選択を決めきれず、震える唇でなんとか言葉をひねり出す。
「俺はお前のこと好きだから、憎みたくないし……痛い思いもしたくない。あんな、あんな思いはもう……」
アレストは震えるカナトの目もとに軽いキスをした。
「僕もきみを愛しているよ。だから、今答えがほしい。行動で示してほしい」
「………っ」
目をぎゅっとつむったカナトは散々悩んだあと、決心して目を開けた。
「選びたくない!お前もユシルも助けたい!」
そう叫んでユシルを強引に奪うと書斎を走って出ていく。
残ったアレストはまるで感情の濁りを吐き出すように天井を仰いで息を吐いた。
「ユシルのみ選んだわけではないだけ、マシに思うべきか……」
だがすぐにふっと声がもれ、続いて低い笑い声が響いた。
目を覆ったアレストは指の隙間から冷たく深い青い目をのぞかせた。
それで満足するわけがない。カナトの心を、目を、思考を奪う存在が憎くてたまらない。まるで部屋の中に突然現れた虫のようにその存在が疎ましく、排除しなければ気が済まない。
「逃がさない」
ベストを丸めて真ん中にユシルを乗せたカナトは必死に走った。
とりあえずイグナスの部屋に逃げよう!イグナスに渡せばユシルは安全だ!
そう考えてイグナスの部屋に入ったが、誰もいなかった。
そうだった!フレジアドに呼ばれていなかったんだ!
イグナスの帰りを冷や冷やしながら待つが、一向に帰ってくれず、ユシルもまったく目覚めない。

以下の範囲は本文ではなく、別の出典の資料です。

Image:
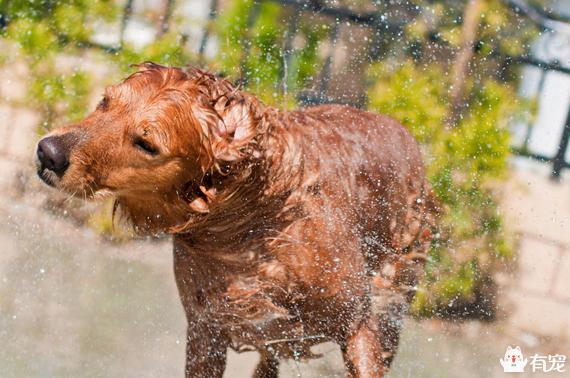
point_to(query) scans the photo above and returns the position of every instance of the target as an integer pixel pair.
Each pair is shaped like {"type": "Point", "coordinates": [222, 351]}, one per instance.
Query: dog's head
{"type": "Point", "coordinates": [151, 136]}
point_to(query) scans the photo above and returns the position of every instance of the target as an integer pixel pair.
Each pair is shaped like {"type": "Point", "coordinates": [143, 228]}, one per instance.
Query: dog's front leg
{"type": "Point", "coordinates": [206, 351]}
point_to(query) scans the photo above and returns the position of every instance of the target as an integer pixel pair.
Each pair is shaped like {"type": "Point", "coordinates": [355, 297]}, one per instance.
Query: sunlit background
{"type": "Point", "coordinates": [484, 85]}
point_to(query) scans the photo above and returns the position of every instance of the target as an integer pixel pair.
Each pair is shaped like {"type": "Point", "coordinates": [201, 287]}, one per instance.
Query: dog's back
{"type": "Point", "coordinates": [290, 228]}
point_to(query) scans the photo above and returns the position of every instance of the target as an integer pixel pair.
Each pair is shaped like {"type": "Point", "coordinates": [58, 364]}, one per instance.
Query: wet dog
{"type": "Point", "coordinates": [290, 228]}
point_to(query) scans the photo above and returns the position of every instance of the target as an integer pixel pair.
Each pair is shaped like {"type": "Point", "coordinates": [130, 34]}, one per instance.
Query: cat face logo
{"type": "Point", "coordinates": [513, 361]}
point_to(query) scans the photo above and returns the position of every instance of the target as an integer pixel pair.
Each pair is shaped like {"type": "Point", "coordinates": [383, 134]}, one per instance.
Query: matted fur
{"type": "Point", "coordinates": [290, 228]}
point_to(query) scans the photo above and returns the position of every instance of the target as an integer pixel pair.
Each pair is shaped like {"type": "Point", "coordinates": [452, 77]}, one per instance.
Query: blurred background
{"type": "Point", "coordinates": [484, 85]}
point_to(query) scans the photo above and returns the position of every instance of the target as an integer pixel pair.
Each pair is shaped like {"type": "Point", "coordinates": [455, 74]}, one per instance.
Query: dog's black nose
{"type": "Point", "coordinates": [53, 155]}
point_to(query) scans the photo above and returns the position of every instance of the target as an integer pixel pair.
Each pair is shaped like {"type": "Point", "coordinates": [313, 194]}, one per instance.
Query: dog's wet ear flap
{"type": "Point", "coordinates": [236, 129]}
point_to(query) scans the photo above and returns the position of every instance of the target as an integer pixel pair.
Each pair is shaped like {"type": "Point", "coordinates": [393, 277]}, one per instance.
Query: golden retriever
{"type": "Point", "coordinates": [290, 228]}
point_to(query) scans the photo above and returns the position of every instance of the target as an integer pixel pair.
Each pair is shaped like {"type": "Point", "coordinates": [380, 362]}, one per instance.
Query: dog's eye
{"type": "Point", "coordinates": [145, 146]}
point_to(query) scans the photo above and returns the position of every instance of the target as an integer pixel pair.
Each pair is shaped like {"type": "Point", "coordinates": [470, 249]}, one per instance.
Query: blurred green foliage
{"type": "Point", "coordinates": [463, 163]}
{"type": "Point", "coordinates": [264, 41]}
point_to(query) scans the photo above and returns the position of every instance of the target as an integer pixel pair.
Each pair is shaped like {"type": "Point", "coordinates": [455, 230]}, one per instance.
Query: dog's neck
{"type": "Point", "coordinates": [241, 203]}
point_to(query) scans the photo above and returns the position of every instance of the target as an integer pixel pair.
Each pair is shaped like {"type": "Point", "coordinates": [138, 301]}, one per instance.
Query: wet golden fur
{"type": "Point", "coordinates": [290, 228]}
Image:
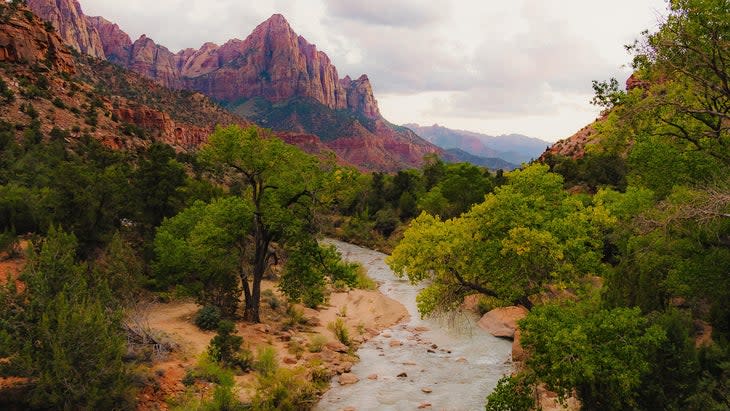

アレストが追ってこないかと心配のなか、イグナスのほうも心配し出してしまった。
ま、万が一何かあったらユシルも俺も終わりなんじゃないか?アレストたぶん怒っているだろうし……ど、どどどどうする?
歯をカチカチ鳴らしていると、探しにいくしかない!とじっとしていられないカナトはさっそく意識体の姿になった。
ベッドで横たわる自分のすぐ近くにユシルもいる。
「頼むぞぉ、帰るまでに無事でいてくれ!」
そう叫んで窓の隙間から飛び出していく。